A GPS receiver provides position (latitude and longitude), COG and SOG (speed over ground). COG and SOG are measurements related to solid ground. When the boat slows, the GPS has trouble determining COG with any accuracy. The fluxgate compass provides better directional accuracy in this case. It employs two or more small coils of wire around a core of highly permeable magnetic material, to directly sense the direction of the horizontal component of the earth’s magnetic field.
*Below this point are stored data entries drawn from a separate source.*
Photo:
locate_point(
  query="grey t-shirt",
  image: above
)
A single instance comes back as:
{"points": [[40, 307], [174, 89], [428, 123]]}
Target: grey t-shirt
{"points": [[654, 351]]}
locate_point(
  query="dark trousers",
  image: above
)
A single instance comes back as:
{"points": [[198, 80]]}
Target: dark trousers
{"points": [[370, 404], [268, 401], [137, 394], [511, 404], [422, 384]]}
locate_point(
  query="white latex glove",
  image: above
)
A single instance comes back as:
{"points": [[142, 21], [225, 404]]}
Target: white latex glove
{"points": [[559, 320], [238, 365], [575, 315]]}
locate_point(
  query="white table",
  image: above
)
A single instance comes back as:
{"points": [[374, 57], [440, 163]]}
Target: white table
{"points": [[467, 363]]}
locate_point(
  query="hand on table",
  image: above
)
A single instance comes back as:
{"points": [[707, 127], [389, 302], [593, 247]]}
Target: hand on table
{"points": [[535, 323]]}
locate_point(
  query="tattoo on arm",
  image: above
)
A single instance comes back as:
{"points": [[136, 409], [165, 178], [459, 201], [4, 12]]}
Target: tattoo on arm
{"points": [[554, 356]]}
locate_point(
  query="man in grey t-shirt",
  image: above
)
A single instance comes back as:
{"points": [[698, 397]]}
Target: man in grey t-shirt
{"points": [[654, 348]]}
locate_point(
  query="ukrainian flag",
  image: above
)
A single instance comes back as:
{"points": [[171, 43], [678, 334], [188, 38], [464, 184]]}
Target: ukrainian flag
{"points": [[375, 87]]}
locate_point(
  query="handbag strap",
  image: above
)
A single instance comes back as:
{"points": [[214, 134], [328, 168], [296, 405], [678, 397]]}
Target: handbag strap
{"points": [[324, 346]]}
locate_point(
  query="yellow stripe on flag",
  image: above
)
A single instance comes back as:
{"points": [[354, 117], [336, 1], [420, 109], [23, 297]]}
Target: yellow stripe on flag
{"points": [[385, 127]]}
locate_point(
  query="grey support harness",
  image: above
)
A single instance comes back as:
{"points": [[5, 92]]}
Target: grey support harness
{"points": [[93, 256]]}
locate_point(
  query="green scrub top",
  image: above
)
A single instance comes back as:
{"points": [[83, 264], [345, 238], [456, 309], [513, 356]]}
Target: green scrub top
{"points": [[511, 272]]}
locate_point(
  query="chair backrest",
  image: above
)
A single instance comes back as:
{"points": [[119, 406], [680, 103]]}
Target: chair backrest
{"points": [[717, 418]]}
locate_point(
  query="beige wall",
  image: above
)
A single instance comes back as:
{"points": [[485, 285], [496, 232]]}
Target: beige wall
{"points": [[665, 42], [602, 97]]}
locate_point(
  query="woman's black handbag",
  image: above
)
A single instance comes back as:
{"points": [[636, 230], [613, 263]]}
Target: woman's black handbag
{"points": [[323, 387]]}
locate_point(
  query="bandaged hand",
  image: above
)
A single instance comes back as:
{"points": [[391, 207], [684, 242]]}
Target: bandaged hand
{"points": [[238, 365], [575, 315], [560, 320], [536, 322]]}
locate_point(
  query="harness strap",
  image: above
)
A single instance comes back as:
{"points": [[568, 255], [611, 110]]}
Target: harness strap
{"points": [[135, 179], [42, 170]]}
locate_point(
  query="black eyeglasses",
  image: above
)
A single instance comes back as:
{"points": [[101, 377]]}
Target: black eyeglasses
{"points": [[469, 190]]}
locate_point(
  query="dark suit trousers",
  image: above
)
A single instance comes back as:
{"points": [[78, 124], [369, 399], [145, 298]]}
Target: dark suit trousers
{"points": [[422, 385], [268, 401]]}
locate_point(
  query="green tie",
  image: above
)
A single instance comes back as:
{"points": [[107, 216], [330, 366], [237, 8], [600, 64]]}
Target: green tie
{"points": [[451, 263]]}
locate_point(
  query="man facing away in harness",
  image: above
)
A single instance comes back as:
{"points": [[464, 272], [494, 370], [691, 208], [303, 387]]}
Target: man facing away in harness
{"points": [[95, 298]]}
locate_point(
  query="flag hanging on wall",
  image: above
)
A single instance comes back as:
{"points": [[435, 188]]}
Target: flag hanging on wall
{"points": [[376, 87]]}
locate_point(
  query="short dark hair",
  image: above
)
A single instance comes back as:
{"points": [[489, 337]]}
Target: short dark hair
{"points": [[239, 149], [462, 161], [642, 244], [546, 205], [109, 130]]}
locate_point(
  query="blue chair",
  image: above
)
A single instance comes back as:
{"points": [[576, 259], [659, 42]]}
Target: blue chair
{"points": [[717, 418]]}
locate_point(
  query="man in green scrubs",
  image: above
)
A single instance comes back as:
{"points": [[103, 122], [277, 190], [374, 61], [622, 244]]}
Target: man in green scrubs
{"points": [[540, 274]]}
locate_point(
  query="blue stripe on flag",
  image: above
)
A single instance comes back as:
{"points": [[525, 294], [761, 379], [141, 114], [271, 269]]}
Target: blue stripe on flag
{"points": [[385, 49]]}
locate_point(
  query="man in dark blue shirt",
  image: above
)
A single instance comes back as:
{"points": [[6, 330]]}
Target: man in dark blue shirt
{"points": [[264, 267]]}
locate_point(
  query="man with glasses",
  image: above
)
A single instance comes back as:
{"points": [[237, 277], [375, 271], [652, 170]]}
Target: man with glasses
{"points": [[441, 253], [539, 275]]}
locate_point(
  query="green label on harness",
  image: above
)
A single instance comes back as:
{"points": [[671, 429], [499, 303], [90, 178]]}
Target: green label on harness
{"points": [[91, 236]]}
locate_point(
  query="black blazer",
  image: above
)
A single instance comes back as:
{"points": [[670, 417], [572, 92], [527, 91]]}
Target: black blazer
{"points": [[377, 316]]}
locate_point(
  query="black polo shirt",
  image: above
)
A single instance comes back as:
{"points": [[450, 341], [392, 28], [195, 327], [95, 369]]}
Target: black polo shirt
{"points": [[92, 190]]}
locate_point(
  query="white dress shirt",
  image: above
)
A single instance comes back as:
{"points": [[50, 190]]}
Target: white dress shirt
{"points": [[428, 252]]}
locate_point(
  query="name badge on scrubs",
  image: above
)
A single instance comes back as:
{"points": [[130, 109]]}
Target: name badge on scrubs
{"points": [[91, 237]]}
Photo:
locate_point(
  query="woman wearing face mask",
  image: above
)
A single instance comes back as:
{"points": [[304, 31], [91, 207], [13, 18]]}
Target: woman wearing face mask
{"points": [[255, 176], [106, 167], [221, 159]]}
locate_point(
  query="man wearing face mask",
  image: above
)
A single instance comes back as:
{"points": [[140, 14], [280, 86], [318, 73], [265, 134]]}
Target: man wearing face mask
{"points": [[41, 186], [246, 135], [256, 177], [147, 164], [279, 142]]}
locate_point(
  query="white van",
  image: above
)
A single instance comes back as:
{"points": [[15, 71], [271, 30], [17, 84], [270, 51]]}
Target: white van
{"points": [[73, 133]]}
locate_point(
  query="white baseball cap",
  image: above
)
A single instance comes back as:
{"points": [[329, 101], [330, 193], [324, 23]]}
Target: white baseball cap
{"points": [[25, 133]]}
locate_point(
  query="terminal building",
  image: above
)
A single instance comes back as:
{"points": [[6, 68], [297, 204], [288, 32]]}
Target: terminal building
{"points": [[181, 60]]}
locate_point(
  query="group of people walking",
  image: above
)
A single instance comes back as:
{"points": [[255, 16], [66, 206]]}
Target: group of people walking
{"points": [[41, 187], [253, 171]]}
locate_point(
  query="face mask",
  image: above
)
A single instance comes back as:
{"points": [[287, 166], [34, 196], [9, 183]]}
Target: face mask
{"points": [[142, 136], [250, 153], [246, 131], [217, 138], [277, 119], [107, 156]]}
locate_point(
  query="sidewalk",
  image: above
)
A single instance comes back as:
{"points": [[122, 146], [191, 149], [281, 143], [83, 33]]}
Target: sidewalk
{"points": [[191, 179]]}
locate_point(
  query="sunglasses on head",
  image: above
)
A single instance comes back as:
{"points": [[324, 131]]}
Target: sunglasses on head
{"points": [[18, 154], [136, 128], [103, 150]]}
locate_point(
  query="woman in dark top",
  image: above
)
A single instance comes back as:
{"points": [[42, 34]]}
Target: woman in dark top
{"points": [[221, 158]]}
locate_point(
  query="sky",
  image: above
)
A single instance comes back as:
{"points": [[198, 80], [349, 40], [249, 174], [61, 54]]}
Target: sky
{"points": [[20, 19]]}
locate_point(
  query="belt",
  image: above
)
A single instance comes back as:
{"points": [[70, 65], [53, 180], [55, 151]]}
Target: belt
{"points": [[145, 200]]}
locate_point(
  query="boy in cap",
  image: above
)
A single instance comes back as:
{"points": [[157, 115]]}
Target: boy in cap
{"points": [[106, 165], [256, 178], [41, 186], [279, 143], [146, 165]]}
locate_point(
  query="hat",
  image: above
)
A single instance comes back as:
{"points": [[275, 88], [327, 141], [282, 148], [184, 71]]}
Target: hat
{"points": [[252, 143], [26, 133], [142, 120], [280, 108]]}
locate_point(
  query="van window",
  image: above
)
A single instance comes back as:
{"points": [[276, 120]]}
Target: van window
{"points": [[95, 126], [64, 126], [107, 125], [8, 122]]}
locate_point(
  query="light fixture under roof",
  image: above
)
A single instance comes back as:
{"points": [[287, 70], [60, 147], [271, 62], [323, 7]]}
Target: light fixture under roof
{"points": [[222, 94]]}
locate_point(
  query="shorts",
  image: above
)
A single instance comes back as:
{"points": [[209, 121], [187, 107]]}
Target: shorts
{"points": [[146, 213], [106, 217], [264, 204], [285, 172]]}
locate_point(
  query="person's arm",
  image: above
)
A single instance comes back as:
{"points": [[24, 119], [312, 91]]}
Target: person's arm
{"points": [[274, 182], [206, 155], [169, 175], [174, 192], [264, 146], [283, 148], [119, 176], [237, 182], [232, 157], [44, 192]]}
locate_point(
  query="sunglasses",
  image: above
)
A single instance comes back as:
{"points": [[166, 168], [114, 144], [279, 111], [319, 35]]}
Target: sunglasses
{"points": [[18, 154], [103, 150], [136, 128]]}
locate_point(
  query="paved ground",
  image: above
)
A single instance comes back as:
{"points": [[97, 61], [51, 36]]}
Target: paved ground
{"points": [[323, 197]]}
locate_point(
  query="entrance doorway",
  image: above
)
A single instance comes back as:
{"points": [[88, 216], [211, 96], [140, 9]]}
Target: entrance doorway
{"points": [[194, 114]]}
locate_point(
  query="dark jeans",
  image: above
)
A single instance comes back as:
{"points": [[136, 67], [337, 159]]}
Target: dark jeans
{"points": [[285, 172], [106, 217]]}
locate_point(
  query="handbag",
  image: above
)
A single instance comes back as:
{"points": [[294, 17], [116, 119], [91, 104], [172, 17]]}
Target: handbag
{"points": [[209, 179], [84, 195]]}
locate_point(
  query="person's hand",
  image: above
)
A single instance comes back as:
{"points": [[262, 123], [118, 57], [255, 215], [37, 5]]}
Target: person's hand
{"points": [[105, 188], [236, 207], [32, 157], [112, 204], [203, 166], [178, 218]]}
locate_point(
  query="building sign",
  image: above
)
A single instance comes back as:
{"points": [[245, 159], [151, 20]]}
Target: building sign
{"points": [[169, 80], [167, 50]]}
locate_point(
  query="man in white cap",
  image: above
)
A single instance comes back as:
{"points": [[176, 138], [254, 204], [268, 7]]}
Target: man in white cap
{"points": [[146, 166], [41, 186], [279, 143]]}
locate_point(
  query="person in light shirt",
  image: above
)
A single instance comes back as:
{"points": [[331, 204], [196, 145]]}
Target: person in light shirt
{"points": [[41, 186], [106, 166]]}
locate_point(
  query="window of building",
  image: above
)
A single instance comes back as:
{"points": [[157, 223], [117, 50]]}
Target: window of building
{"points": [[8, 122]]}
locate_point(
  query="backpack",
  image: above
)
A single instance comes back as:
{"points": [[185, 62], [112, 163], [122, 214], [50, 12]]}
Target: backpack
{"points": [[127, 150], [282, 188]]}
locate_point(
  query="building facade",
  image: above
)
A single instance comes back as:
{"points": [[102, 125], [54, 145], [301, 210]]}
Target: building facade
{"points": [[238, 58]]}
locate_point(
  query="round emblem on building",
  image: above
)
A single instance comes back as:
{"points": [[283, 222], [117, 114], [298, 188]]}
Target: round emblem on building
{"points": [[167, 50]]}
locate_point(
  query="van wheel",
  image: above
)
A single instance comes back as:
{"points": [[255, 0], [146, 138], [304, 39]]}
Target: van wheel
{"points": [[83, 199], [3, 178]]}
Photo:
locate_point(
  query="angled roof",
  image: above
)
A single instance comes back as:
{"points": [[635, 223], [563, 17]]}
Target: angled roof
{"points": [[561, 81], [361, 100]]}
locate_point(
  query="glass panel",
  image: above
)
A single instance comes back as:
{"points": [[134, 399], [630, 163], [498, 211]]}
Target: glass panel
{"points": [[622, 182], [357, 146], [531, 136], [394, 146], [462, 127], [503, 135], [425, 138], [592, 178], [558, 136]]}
Actuator control units come in several sizes from most companies with more electrical power for larger, heavier boats.
Buy one with plenty of capacity for your boat — though this component is compact and hidden below decks, if you buy one that’s undersized for your steering system and the weight of your boat, the autopilot won’t perform well in anything besides calm seas.
More complicated autopilots connect to additional sensors: data sources may include a masthead wind vane for sailboats; a rudder sensor that tells the pilot’s processor where your rudder is pointed; a rate gyro that keeps track of momentary yaw and pitch movements and a GPS receiver or a speedometer.
The drive mechanisms matched with your boat’s type of steering vary the most from one autopilot to another.
Hydraulic systems, the most common for powerboats, include a reversible electric motor attached to a hydraulic pump with three fittings, port, starboard and return. This is fitted into your hydraulic steering system.
The actuator control unit commands the motor to drive in one direction or the other, turning port or starboard. The drive pumps must be matched to the size of your boat’s hydraulic-steering cylinder to function effectively. Too large and reaction will be too fast, too small and it will be sluggish.
Wheel pilots, circular systems that clamp to the wheel, are popular for sailboats, where a geared electric motor turns the wheel right or left via a drive belt — simple to install and practical.
Rotary drives are electric mechanical drives for boats with cable steering.
Linear drive is a mechanical version of the hydraulic cylinder that pushes and pulls on the rudder stock on sailboats with an extending and retracting arm.
Some small self-contained autopilots include all three elements in a single unit that lives in the cockpit of small sailboats or on tiller-outboard boats. Raymarine’s is plug and play and can be unplugged and stored in dry storage when not needed.
We’ve reviewed the basics of autopilot components and function here, and will cover choosing a system to best suit your boat in Part 2.